Too few clinical trials for pediatric migraine

After a systematic search of the literature, the Minnesota Evidence-based Practice Center, commissioned by the federal Agency for Healthcare Research and Quality (AHRQ), found: “Evidence was low strength due to risk of bias and imprecision” in studies of preventive pharmacologic treatments for migraines in children.

The review noted there are no preventive drugs for this condition approved specifically for children.

The review found 24 publications of randomly controlled trials (RCTs) on 1,578 children and 16 nonrandomized studies. Among other things, it found 1 RCT for propranolol that indicated it prevented migraine more effectively than placebo, saying that the drug was estimated “to result in complete cessation of migraine attacks in 713 per 1,000 children treated.” It also found “no bothersome adverse effects that could lead to treatment discontinuation.”

The review did find 1 RCT for trazodone and 1 RCT for nimodipine that showed those drugs decreased migraine days more effectively than placebo.

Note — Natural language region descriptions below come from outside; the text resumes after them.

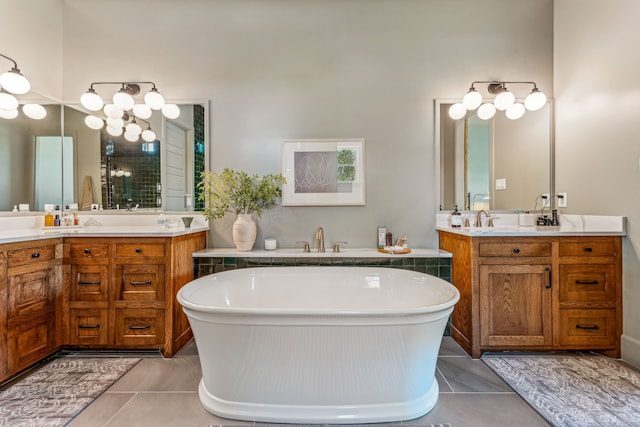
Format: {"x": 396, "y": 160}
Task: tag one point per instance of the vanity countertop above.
{"x": 299, "y": 253}
{"x": 29, "y": 227}
{"x": 570, "y": 225}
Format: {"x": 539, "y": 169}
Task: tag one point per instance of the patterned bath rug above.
{"x": 573, "y": 389}
{"x": 55, "y": 393}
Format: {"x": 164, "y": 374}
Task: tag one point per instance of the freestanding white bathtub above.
{"x": 318, "y": 344}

However, studies of topiramate, divalproex, and clonidine showed them to be no more effective than placebo.

The report also found, “Sodium valproate demonstrated no significant differences for migraine prevention or migraine-related disability compared with propranolol (2 RCTs) or topiramate (1 RCT).” Asked in an interview if that means that sodium valproate is as good as propranolol for this purpose, Tatyana A. Shamliyan, MD, MS, one of the study’s authors, said she and her colleagues did not make that conclusion because the trials were different in terms of elements such as doses.

“But definitely physicians can use this information for individualized treatment decisions,” Shamliyan said. If, for example, propranolol doesn’t work, physicians might try other drugs while very carefully monitoring for adverse effects, she noted.

In studies comparing drugs with nonpharmaceutical interventions, 1 RCT found propranolol “had less effect than self-hypnosis on absolute number of migraine attacks.”

However, the report also noted that any long-term preventive benefits for drugs or other interventions are not known, nor have there been studies on quality of life or evidence for individualized treatment decisions. The report also said that no RCTs have looked at prevention of chronic, as opposed to episodic, migraines in children.

Shamliyan said that not much research has been done on the adverse effects of these drugs in children, making it difficult for physicians and parents to make decisions.

She said it has been 10 years since the last major review of this topic and, unfortunately, the lack of evidence has changed little. A Cochrane Review published in 2003 said, “There is a clear and urgent need for methodologically sound RCTs for the use of prophylactic drugs in pediatric migraine, starting with propranolol.”

Shamliyan does not know why more research has not been completed on treatment for pediatric migraine. She pointed out that she and Robert Kane, MD, published a study in 2012 in Pediatrics showing that of closed studies on all topics on children registered on ClinicalTrials.gov, only 70% were completed, and of that number only 29% were published.

Shamliyan and colleagues did a similar review for preventive drugs for migraine in adults and found different results, even though the methodology was the same. That report included the finding that, “For episodic migraine, approved drugs are effective but increase risk of adverse effects and treatment discontinuation due to adverse effects.”

The difference in the results reflects the paucity of trials conducted in the pediatric population, Shamliyan said.

The review was done under contract with the AHRQ, but the document says the conclusions do not necessarily represent AHRQ’s views.

MS FOXHALL is a freelance health writer in the Washington, DC, area. She has nothing to disclose in regard to affiliations with or financial interests in any organizations that may have an interest in any part of this article.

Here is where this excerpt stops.